When it comes down to it, it’s all about this.


“Amazing Grace.”


Most likely, when one hears those words, they immediately think about that hymn written by John Newton and first published in 1779. Born in the suburbs of London in 1725, Newton was a slave trader, sailing the high seas for many years. However, during a fierce storm at sea in


1748, the slave captain thought he was going to drown and cried out to Almighty God for help. And, God heard him and led him to eventually abandon that sordid lifestyle.


Even today, the song is often played at public gatherings or funerals, even by those who are irreligious. There’s something about the words of the song that allure us — especially the lyrics of the first stanza that say “Amazing Grace how sweet the sound, that saved a wretch like me. I once was lost, but now am found. ‘Twas blind, but now I see.”


When we realize the song is really Newton’s testimony, it takes on a whole new meaning. He realized he was nothing apart from God’s Grace — a sinful wretch in need of forgiveness and Salvation. That’s why He also wrote “Twas Grace that taught my heart to fear and Grace my fears relieved. How precious did that Grace appear the hour I first believed.”


For many years Newton rejected his need of God and the teachings he’d learned from his Puritan mother as a small boy in the Anglican Church. He became quite rebellious and was even punished for desertion while in the Royal Navy.


But, it was there on the high seas … when he thought that he was going to die … .that he cried out to God. And, years later he abandoned the slave trade and even testified before Parliament about its inhumane atrocities. That, along with William Wilberforce’s years of opposition efforts, led to slavery’s abolishment in Great Britain in 1807.


Although we may never follow in Newton’s footsteps, the fact remains that all of us are in need of God’s Amazing Grace. Even on our best day, we all “fall short of the Glory of God” (Romans 3:23). And, no amount of good works or benevolent deeds can undo that or erase sin’s stain from our conscience.


Having been abandoned by my biological parents at an early age, the sting of rejection was strong, reaching down to the core of my being. And, then after being adopted into a dysfunctional home where there was much physical, mental and emotional abuse, I felt lonely and unloved.


Even though I went forward in a revival service in a little country church at age seven and was baptized, I still felt unworthy and unloved. Through the years I tried to overcome this by overachieving, whether in academics or athletics. I also sought others’ approval and applause to quiet those inner voices within me that cried, “You’re no good. You never have been and never will be.”


That led to years of panic attacks, mood swings and even suicidal thoughts. I’d learn to hide those feelings by laughter and busyness. And, it’s amazing that God still used me and blessed in so many ways in spite of me.

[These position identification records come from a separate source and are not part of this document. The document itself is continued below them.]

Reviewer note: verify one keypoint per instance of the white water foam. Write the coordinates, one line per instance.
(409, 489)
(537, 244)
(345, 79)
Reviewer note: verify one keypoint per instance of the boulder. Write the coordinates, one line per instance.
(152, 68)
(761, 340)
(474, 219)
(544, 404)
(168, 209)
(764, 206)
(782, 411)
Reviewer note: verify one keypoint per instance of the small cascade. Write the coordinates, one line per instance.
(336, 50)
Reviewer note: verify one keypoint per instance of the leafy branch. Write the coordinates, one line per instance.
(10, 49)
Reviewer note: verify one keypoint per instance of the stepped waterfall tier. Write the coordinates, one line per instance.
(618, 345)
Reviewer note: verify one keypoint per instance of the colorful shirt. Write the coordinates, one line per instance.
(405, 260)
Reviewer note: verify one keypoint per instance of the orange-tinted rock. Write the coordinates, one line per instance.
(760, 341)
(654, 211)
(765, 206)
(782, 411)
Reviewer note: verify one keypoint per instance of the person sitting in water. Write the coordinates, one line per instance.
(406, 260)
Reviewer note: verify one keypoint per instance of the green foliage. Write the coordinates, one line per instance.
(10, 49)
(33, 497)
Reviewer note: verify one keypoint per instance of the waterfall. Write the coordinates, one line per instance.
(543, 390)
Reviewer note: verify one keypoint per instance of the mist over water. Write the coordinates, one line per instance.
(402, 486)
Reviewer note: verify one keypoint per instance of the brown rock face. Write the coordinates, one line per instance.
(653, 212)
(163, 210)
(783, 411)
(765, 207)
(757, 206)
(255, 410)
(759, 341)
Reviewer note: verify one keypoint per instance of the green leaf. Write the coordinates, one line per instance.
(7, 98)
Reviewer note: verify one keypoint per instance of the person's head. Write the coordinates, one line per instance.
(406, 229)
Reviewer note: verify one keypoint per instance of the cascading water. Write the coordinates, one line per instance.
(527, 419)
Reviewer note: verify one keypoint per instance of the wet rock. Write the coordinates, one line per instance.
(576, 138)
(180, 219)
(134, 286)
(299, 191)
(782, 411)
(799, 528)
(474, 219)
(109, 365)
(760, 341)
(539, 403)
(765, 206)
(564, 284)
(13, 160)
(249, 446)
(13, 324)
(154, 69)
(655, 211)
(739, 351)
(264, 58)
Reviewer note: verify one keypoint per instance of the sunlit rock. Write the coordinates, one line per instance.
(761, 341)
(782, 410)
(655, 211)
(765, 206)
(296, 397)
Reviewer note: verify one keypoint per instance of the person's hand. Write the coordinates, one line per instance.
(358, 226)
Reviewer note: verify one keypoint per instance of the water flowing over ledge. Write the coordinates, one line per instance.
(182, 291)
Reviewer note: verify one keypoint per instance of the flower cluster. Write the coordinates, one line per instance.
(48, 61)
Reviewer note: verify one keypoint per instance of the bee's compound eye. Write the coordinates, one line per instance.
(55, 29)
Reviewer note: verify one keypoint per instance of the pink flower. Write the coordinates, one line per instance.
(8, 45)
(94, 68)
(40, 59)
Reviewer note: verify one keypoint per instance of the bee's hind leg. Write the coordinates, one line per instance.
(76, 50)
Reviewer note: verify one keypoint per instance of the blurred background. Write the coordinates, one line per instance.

Thankfully, during our first four years in the Philippines in 1989-93 — while going through a coup de tat, numerous earthquakes, a volcanic eruption and flashflood that killed more than 8,000 in Ormoc City, Leyte on Nov. 5, 1991 — the Lord healed me. No longer did I have those feelings of inferiority, violent mood swings or suicidal thoughts.


He helped me to learn to rest in His Amazing Grace by knowing I was/am “accepted/ made acceptable in the Beloved/Jesus” (Ephesians 1:6). There was nothing I could do to make Him love me more or less; He simply loved me. Hallelujah!!


If you’re struggling with those same feelings, dear Reader, and constantly try to make things up to God, cease-and-desist. Take Him at His Word and allow His Grace to fill your heart and mind to overflowing. Then, spend the rest of your life showing Him your gratitude by living your life for Him. That way you’ll know why you’re here and what life is all about.


God bless you.


If you’d like to contact Bro. Tom or receive his daily e-mail devotional, entitled “Morning Manna,” you can write him at P.O. Box 10614, Fort Smith, AR 72917 or e-mail him at pressingon@hotmail.com.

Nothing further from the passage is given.